Court Opinion

ID: 3674249
Source: CourtListenerOpinion
Date Created: 2016-07-06 06:21:38.637396+00
Date Added: 2024-06-11T14:08:58.373915
License: Public Domain

It is decided that an exception of "5699" acres, included within the bounds "of a grant for a large tract of land, which is described by metes and bounds, is void, for vagueness and uncertainty." WAUGH V. RICHARDSON, 8 Ired. 470. That case differs from the case now under consideration, in this: here the exception is "two hundred and fifty acres, previouslygranted." This would point to the means by which the description in the exception may be made sufficiently certain to avoid the objection of vagueness, by aid of the maxim "id certum est quod certum reddi potest." It may be done by proving that a part of the 500 acres, included in the plaintiff's grant, had been previously granted, and what part; and if such part covers the locus in quo, the defendant is not guilty of the trespass.

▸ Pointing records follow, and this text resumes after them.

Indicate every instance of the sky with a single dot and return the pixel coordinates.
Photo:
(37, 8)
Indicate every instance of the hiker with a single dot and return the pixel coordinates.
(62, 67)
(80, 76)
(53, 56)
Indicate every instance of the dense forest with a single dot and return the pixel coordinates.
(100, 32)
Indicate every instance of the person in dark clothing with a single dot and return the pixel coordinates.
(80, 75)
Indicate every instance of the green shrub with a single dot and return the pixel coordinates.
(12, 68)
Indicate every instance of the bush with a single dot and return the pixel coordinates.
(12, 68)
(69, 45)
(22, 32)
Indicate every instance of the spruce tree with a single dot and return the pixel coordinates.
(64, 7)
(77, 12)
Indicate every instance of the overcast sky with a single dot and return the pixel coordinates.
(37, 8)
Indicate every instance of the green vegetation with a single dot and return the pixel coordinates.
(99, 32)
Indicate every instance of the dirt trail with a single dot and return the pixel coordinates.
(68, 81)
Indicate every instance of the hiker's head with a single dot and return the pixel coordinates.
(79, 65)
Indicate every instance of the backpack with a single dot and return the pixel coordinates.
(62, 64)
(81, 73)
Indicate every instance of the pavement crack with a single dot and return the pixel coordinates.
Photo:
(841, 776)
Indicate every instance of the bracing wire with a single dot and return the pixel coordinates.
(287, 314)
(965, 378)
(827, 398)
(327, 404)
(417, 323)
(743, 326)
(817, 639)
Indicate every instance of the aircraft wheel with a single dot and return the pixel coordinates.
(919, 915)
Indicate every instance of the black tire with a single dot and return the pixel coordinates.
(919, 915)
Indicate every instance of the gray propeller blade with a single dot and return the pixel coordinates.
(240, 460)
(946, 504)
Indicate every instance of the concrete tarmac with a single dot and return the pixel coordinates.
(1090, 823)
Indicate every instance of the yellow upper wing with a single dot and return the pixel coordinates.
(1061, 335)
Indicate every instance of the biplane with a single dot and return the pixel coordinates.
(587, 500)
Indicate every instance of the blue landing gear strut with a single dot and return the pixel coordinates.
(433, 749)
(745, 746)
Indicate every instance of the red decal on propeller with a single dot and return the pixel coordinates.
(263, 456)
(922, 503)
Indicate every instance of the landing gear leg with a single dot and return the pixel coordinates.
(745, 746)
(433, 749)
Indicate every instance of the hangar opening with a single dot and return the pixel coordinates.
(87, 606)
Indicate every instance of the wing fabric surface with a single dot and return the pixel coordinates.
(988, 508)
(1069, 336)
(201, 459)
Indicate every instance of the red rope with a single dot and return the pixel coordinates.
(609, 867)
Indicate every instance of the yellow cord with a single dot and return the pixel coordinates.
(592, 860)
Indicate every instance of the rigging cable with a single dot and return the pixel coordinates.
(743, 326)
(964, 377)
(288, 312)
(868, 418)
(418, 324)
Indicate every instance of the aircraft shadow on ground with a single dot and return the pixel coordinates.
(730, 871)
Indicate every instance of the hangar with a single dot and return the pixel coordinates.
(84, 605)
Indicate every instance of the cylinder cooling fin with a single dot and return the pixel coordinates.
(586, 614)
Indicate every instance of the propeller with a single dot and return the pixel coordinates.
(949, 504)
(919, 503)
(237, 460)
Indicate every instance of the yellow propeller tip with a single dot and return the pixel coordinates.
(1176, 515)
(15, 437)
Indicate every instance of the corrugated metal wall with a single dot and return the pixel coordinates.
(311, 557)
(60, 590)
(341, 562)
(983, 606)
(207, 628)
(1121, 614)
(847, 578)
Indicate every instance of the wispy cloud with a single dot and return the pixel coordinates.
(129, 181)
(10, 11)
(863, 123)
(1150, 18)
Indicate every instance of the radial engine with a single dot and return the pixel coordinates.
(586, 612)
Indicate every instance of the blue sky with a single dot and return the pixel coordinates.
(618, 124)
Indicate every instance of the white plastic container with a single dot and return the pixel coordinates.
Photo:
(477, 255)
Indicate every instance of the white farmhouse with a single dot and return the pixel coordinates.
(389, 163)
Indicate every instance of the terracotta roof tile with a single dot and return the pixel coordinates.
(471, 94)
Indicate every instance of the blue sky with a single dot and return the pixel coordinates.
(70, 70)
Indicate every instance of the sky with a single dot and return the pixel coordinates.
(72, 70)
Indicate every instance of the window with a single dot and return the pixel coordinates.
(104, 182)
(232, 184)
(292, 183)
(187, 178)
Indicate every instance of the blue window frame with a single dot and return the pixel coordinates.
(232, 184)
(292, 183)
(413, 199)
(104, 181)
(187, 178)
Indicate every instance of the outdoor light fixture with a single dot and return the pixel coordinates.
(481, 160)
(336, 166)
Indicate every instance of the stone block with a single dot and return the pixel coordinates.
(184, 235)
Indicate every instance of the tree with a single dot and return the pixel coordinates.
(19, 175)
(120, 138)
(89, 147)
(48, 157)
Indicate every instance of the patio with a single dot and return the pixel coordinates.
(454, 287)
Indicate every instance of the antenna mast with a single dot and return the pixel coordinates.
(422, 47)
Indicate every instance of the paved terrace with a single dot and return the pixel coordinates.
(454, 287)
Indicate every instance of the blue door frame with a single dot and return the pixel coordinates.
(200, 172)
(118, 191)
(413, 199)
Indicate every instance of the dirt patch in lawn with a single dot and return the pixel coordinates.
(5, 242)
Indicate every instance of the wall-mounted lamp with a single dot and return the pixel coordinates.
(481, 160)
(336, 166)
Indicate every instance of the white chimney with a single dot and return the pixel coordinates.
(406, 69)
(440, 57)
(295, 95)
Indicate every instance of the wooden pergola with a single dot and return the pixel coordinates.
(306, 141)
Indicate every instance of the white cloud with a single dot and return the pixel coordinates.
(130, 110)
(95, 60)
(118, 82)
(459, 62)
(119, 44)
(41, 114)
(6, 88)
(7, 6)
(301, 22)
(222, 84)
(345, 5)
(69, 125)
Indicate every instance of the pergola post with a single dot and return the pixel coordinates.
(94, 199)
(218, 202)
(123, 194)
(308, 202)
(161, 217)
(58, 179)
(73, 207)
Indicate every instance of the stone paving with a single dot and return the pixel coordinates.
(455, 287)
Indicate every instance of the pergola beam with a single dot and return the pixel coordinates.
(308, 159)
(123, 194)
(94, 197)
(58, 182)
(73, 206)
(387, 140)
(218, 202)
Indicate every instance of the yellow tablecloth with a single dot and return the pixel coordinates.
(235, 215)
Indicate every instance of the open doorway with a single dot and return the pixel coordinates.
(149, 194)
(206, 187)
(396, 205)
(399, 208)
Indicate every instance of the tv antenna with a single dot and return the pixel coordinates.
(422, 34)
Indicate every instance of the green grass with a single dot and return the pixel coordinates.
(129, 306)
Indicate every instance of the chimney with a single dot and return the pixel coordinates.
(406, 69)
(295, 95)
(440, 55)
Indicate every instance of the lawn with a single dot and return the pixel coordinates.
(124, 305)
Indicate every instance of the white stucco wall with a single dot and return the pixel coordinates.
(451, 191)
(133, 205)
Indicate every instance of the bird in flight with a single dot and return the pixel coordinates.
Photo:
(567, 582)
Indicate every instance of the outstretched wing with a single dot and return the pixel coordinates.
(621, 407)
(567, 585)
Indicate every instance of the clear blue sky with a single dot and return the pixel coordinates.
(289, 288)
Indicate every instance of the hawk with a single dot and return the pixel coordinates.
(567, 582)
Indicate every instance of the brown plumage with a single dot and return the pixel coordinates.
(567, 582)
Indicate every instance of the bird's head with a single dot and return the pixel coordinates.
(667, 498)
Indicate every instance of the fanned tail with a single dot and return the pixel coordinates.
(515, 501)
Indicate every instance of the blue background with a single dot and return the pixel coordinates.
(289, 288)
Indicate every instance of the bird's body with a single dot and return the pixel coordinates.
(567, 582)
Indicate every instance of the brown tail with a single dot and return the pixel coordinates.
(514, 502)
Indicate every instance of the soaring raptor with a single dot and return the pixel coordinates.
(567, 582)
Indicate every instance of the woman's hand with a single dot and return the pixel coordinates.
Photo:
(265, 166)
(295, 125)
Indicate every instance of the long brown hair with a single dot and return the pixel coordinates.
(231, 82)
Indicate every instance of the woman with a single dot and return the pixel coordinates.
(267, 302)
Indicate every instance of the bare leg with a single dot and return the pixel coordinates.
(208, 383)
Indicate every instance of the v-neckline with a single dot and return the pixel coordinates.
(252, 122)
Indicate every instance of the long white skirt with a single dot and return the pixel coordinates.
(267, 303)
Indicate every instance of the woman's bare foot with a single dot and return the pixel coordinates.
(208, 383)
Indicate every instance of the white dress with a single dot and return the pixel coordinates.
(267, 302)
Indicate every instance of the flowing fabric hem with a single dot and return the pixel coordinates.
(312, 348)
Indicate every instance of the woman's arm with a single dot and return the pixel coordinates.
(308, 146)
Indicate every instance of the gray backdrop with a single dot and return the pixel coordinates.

So, the only question is, upon whom does the onus lie: Clearly, upon the defendant: he relies upon the exception: it must fall, unless it is supported by proof of these facts; he must, therefore, furnish the proof which is required, to bring it within the operation of the maxim. This is but an instance of the familiar rule that the affirmative must be proved.
"An exception is ever a part of the thing granted." Co. Litt. 47 a. The plaintiff's grant covered the whole; a part was excepted. What part? The defendant says it included the locus in quo. The plaintiff says it does not. The *Page 17 
defendant, of course, must prove the affirmative. "One makes title under a lease of a mannor, except the tenements late largients, he need not aver that the 100 acres of pasture (the locus in quo) was not parcel of the exception." FULMENTON v. STEWART, 1 Plow. 103.
One sets up a fine with proclamations as a bar; he need not aver that the plaintiff was not an infant or feme covert. STOWEL v. ZOUCH, Id. 361. The Statute of Henry VII. makes a fine a bar to all strangers as well as privies, except infants, c. So the Statute of Limitations, except "such accounts as concern the trade of merchandize, between merchant and merchant." The plea need not aver that the account is not such as concerns the trade; that averment is to be made in the replication, and the onus is on the plaintiff. The proviso as to infants, c., is in effect an exception: As to this the same remarks are applicable.
Another view of the subject may be taken. Suppose no part of the land had been previously granted: If the onus be on the plaintiff he can never recover an acre of it; yet, it is admitted that he is entitled to 250 acres of it.
But it is said the plaintiff is estopped from saying that no part of the land had been previously granted. The reply is, estoppels must be mutual, and bind only parties and privies: the defendant is neither a party or a privy to the grant.
Again: it is said, if in fact no part of the land had been previously granted, the plaintiff has been guilty of a fraud, and his grant covers more land than he paid for: that may be true, and it may be the grant can be avoided by another proceeding; but it is not for that reason void, and the objection cannot be made in an action of ejectment, or of trespassquare clausum fregit.
It is settled, that where land is the subject of entry, the grant is voidable; where the land is not the subject of entry, the grant is void, and may be so treated in ejectment or trespass. *Page 18 
   Judgment reversed, and judgment for the plaintiff on the verdict.